Zambia’s Former President to Petition High Court over Passport

Zambia's former President Rupiah Banda gestures during the Reuters Africa Investment Summit held in Johannesburg, South, Africa, Mar. 8, 2011.

Zambia's former President Rupiah Banda gestures during the Reuters Africa Investment Summit held in Johannesburg, South, Africa, Mar. 8, 2011.

Attorneys for former Zambian President Rupiah Banda plan to ask the High Court Tuesday to release his passport so he can travel to a conference in South Africa.

“Today, hopefully, we get a hearing before a judge and hopefully the judge will be able to make a decision on the same day due to the urgency of the matter,” said attorney Sakwiba Sikota.

A lower court referred the case to the High Court Monday after the government argued that it did not have jurisdiction over Banda’s petition.

Banda’s passport was confiscated by the government’s Joint Investigations Team, which recently charged him with graft. Some officials of the administration are against the release of the passport after saying the former leader is a flight risk.

Sikota says he is hopeful the High Court will grant Banda’s passport request so he can take part in the 2013 African Presidential Roundtable. The conference is scheduled to begin Wednesday in neighboring South Africa.

“We are going to petition the High Court for them to facilitate for the travel of our client,” said Sikota. “We have also prepared a certificate of urgency, which should then be considered, so that the matter can be heard expeditiously, and we are hoping that it could be heard today. And that the ruling can be made one way or another on the matter because the issues are not that complex in terms of argument.”

Banda is scheduled to make a presentation at the conference about the role western countries can play to help strengthen electoral processes in Africa, as well as the contribution Africa’s current leaders can make to ensure the continent’s stability and democracy.

Sikota disagreed with the notion that the former president would be a flight risk if granted his passport. He says Banda has faith in the judicial system in spite of the government’s suspicions.

Sikota says the administration has yet to present its concern about Banda’s travel arrangements.

“They didn’t put in an affidavit in opposition to our application this morning.
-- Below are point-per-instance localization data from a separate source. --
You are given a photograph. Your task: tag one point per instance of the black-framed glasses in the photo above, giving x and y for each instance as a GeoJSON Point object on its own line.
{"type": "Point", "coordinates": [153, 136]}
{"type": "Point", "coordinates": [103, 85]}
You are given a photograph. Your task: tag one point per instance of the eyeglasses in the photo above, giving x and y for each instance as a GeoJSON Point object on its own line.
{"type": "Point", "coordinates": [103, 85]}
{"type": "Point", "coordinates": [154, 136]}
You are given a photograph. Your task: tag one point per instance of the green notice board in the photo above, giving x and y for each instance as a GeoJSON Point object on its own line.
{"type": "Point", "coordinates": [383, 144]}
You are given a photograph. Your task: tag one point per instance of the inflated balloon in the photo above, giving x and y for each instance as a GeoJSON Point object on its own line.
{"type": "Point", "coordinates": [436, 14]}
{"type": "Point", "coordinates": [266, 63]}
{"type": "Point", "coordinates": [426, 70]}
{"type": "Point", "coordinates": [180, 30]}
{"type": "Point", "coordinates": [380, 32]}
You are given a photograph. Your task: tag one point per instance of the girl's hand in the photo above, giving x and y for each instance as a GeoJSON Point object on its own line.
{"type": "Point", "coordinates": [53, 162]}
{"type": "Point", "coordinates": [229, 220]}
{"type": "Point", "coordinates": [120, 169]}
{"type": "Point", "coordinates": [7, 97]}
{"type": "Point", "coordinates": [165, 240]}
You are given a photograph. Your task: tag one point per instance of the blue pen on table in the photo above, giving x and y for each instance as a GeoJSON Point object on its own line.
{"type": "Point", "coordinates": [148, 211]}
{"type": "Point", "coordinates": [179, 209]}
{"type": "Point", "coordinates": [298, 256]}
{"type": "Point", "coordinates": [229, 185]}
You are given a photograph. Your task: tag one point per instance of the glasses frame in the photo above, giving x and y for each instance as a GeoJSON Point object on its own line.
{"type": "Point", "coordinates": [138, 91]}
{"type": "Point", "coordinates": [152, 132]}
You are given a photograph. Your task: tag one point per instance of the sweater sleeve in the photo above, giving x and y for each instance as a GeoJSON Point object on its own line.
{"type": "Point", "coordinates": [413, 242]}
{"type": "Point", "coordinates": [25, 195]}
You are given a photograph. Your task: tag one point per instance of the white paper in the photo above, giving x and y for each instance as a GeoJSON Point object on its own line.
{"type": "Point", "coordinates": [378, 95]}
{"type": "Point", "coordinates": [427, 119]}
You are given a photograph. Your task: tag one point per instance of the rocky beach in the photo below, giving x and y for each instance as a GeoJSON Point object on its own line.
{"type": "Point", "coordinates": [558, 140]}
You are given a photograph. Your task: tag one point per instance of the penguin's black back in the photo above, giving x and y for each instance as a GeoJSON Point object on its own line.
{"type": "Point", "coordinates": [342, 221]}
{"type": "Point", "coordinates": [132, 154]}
So we don’t know what the real reasons are,” Sikota said. “What we do know is what has been said outside the courtroom by the various political leaders. So we are waiting if they are going to bring that up [today] for us to be able to counter that.”

All former heads of state and government in Africa have been invited to participate in the presidential roundtable under the theme, “The Cost of Democracy.”

Meanwhile, Banda’s deputy administrative assistant, Kennedy Limwanya, says the U.S-based Boston University African Presidential Centre has sent two return air tickets to enable the former president to travel to South Africa for the conference.